Squables errupt over Georgia citizenship verification preclearance

The Civil Rights Division is  "back open for business" indeed.  But the customers are still unhappy. 

A variety of left wing groups are grumbling about the fact that the DOJ conducted a well timed strategic
retreat over the Georgia citizenship verification preclearance.  The ACLU, the Lawyers Committee for Civil Rights, the Mexican American Legal Defense Fund and the Asian American Legal Defense and Education Fund all filed a pleading protesting the dismissal of the case brought by Georgia.  Nothing is quite as nasty as a fight between family members.  They argue:

"Although the Attorney General acted within his technical legal authority when he granted expedited preclearance here, this expedited review appears to have been taken at Georgia’s behest solely to prejudice the State’s own citizens who intervened in this case. " 

More, the DOJ's actions "were highly irregular, and that the manner in which the administrative request was made and acted upon was calculated to deprive Intervenors [the groups named above] of the opportunity to contest, comment upon, or play any role in the disposition of the voting procedures for which the State had sought preclearance in this Court. The Attorney General’s acquiescence to the State of Georgia’s highly prejudicial maneuvers is inconsistent with the Attorney General’s practice in previous Section 5 actions, and with the Attorney General’s self-defined role as a 'surrogate' for this Court."

There are two things these groups overlook, or don't want to acknowledge:

1. It was a bad objection from Day One.  It was interposed during the heyday of lunatics running the asylum in Civil Rights before Tom Perez was confirmed.  
Loretta "I heart the black panthers" King was the signatory to the objection letter.  The objection was bad from the get-go.  The current Voting Section chief has forgotten more about Section 5 than Loretta King ever knew.  That is not hyperbole or flip.  It is true.  It is also relevant to understanding an important public policy issue.  No doubt the genuine weakness of the objection became clear to those who best understand Section 5.
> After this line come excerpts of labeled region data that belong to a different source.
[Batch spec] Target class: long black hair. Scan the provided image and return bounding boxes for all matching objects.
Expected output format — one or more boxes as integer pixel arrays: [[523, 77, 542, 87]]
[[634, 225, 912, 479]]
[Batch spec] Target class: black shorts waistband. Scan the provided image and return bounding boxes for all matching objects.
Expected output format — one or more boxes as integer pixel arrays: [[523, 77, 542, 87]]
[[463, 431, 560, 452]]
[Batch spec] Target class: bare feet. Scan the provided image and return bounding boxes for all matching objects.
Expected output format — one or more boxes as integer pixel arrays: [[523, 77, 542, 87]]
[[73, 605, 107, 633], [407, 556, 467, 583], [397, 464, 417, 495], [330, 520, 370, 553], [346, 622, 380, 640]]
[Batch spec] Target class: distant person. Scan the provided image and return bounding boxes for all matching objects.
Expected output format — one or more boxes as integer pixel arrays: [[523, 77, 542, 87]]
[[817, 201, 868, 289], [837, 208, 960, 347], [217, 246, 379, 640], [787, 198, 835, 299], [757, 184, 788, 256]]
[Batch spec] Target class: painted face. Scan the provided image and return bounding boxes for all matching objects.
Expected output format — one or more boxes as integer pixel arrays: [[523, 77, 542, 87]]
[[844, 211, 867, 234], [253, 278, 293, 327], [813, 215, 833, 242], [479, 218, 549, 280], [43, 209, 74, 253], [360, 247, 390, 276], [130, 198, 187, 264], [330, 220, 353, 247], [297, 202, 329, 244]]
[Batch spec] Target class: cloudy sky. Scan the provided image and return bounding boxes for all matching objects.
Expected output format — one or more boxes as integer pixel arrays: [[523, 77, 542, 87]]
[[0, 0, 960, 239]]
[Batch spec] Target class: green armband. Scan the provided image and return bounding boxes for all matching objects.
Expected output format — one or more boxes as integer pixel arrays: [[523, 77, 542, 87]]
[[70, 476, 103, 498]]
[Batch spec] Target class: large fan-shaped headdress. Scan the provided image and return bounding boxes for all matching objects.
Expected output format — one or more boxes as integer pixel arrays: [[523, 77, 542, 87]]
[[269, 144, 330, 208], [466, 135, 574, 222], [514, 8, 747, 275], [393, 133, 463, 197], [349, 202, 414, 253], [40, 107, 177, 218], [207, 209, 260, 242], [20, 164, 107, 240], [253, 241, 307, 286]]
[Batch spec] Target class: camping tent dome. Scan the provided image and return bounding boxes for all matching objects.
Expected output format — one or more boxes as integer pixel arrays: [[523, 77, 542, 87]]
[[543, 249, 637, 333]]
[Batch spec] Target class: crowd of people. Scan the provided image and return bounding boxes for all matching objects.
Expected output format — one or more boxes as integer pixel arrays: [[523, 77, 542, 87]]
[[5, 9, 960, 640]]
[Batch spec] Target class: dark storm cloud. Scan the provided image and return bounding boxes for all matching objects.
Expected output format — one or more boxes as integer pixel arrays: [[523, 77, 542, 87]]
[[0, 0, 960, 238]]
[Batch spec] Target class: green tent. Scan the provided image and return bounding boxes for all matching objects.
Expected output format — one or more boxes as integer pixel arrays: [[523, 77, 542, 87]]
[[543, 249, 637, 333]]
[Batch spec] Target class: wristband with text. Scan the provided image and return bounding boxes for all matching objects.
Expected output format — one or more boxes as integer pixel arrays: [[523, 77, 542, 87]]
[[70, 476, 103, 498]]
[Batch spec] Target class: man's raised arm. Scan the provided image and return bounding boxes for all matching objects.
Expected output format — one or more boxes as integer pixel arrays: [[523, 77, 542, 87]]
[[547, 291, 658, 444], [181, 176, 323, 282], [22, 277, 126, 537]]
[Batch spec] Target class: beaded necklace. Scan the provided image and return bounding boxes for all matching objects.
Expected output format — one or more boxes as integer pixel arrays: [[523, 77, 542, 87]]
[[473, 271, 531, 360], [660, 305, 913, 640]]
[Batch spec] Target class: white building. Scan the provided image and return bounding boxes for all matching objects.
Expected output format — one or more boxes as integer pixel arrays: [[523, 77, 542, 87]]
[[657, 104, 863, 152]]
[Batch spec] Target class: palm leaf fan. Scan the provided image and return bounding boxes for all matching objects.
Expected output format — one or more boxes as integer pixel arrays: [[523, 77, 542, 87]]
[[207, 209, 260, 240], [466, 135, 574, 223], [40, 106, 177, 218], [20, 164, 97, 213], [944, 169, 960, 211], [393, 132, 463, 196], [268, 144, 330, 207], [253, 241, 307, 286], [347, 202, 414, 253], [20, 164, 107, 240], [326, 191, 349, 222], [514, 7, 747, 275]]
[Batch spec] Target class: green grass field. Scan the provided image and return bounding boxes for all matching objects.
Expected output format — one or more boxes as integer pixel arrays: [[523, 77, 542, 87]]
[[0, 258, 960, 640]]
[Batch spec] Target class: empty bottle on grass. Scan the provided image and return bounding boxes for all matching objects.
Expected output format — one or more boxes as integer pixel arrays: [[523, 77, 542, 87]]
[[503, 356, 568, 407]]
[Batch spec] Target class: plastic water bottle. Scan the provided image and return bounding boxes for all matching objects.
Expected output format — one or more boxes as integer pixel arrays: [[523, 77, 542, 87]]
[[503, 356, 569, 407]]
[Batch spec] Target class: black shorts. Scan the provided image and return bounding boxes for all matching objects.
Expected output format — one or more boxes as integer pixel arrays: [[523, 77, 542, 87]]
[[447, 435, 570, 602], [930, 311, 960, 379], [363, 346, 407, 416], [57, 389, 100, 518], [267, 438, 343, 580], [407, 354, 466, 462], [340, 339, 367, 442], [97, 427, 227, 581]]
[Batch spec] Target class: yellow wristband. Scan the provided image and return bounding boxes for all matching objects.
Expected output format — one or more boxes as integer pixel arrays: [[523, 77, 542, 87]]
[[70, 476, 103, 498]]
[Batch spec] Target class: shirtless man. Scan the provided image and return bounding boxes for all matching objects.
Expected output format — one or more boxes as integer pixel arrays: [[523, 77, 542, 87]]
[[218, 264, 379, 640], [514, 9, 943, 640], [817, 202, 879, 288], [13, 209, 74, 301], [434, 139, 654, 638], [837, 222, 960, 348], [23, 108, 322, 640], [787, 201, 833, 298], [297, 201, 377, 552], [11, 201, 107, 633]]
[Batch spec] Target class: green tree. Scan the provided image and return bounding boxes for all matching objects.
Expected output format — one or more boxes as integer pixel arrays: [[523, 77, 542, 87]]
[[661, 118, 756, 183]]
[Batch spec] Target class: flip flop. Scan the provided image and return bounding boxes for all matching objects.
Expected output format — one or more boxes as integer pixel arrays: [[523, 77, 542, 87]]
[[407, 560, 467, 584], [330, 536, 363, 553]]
2. Not only was the bad objection at issue, but so was the whole constitutionality of Section 5 of the Voting Rights Act.  When a general gets to choose a battlefield on which to fight, he doesn't choose a ravine surrounded by rocky outcrops and only one escape route across a river.  You want the high ground with clear fields of fire.  The Georgia citizenship verification objection was one of the worst possible fact scenarios to defend Section 5 - and the people most privy to how bad it was (presumably the ones with the internal memos) would be the the ones who blew the retreat.  MALDEF and the LDF would never know how tenuous it was because they never did the heavy lifting on it. 

And so the groups are upset.  A short-lived little spat between friends.  But not all is lost.  The groups can still put in their fundraising appeals to donors that they "fought!!" against Georgia's citizenship verification plan and I'm sure the dollars will still roll in as much as if they had had overturned the plan. Nobody will know the difference, and Section 5 will still be on the books a few extra months for sure.  Reconciliations are sure to follow.